Few to Big: Prototype Expansion Network via Diffusion Learner for Point Cloud Few-shot Semantic Segmentation
- URL: http://arxiv.org/abs/2509.12878v1
- Date: Tue, 16 Sep 2025 09:29:46 GMT
- Title: Few to Big: Prototype Expansion Network via Diffusion Learner for Point Cloud Few-shot Semantic Segmentation
- Authors: Qianguang Zhao, Dongli Wang, Yan Zhou, Jianxun Li, Richard Irampa,
- Abstract summary: Prototype Expansion Network (PENet) is a framework that constructs big-capacity prototypes from two annotated feature sources.<n>PENet significantly outperforms state-of-the-art methods across various few-shot settings.

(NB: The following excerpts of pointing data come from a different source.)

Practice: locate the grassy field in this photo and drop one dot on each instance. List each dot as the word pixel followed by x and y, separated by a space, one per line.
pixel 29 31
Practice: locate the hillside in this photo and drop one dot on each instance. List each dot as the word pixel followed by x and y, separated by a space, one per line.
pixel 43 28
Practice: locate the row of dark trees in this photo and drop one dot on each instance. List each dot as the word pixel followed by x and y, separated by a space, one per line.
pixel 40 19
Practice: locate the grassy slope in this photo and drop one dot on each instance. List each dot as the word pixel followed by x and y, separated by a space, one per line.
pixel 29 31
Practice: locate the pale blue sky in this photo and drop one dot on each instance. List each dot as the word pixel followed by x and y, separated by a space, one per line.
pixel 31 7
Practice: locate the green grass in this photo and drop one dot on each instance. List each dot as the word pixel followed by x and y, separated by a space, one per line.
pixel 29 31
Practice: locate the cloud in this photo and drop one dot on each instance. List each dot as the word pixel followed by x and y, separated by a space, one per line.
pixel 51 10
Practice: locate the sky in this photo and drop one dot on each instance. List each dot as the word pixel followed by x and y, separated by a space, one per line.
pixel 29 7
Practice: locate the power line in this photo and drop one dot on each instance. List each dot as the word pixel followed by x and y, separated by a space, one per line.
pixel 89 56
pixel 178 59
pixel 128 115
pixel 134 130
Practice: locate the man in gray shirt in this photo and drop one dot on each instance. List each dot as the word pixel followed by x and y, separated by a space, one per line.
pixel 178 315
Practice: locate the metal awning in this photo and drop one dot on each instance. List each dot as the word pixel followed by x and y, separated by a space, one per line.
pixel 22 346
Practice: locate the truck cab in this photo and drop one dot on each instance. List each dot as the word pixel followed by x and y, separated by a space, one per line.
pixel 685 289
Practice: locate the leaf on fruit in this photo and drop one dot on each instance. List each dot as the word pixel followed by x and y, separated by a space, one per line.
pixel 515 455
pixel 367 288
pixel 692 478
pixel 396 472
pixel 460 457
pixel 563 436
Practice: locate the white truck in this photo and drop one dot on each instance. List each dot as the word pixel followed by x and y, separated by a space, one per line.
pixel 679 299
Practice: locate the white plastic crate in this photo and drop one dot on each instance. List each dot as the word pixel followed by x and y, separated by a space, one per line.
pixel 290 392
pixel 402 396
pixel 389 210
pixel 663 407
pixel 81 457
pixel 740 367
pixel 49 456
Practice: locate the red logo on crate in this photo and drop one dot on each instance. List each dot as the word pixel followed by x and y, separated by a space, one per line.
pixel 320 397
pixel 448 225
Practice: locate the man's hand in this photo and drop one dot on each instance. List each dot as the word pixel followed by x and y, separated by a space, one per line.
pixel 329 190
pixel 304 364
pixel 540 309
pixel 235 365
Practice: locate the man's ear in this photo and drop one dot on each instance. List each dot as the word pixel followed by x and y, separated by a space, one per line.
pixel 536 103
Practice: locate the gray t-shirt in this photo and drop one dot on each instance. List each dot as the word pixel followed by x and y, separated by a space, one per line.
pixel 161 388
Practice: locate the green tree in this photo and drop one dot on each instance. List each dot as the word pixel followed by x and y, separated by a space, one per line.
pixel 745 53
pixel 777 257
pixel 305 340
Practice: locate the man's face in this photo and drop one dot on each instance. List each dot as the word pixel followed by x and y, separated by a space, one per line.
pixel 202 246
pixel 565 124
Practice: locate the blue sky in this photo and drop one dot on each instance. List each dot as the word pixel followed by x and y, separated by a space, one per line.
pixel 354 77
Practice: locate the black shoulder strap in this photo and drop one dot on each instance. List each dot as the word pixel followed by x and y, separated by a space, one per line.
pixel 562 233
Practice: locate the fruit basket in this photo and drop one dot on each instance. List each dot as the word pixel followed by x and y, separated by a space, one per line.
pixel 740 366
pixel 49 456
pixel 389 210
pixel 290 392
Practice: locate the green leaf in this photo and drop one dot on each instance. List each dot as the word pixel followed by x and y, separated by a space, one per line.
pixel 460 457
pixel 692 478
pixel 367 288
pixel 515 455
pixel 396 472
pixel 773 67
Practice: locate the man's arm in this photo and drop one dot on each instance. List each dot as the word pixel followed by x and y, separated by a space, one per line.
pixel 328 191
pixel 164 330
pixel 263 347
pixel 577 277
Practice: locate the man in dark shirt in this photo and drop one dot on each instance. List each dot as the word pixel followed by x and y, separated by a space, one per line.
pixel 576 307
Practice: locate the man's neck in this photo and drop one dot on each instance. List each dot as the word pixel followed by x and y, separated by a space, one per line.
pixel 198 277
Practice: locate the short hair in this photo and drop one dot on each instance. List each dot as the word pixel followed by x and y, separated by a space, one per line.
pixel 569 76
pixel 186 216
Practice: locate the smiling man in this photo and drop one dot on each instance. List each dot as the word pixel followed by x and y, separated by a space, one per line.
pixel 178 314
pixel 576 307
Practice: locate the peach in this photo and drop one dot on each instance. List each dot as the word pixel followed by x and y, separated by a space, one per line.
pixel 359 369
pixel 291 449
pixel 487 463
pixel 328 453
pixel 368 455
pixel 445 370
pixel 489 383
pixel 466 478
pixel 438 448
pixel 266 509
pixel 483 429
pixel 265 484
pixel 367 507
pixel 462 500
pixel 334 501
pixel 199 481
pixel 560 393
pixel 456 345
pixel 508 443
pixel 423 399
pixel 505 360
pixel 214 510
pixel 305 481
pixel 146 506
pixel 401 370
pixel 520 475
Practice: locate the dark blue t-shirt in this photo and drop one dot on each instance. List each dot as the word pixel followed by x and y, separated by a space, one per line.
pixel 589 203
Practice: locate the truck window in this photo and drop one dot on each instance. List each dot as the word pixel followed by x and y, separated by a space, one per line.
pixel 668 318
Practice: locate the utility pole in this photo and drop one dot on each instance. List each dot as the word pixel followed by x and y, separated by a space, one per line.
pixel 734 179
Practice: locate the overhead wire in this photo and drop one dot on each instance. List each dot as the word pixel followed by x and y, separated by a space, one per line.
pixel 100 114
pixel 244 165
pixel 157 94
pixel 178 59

- Score: 12.971351926107289
- License: http://arxiv.org/licenses/nonexclusive-distrib/1.0/
- Abstract: Few-shot 3D point cloud semantic segmentation aims to segment novel categories using a minimal number of annotated support samples. While existing prototype-based methods have shown promise, they are constrained by two critical challenges: (1) Intra-class Diversity, where a prototype's limited representational capacity fails to cover a class's full variations, and (2) Inter-set Inconsistency, where prototypes derived from the support set are misaligned with the query feature space. Motivated by the powerful generative capability of diffusion model, we re-purpose its pre-trained conditional encoder to provide a novel source of generalizable features for expanding the prototype's representational range. Under this setup, we introduce the Prototype Expansion Network (PENet), a framework that constructs big-capacity prototypes from two complementary feature sources. PENet employs a dual-stream learner architecture: it retains a conventional fully supervised Intrinsic Learner (IL) to distill representative features, while introducing a novel Diffusion Learner (DL) to provide rich generalizable features. The resulting dual prototypes are then processed by a Prototype Assimilation Module (PAM), which adopts a novel push-pull cross-guidance attention block to iteratively align the prototypes with the query space. Furthermore, a Prototype Calibration Mechanism (PCM) regularizes the final big capacity prototype to prevent semantic drift. Extensive experiments on the S3DIS and ScanNet datasets demonstrate that PENet significantly outperforms state-of-the-art methods across various few-shot settings.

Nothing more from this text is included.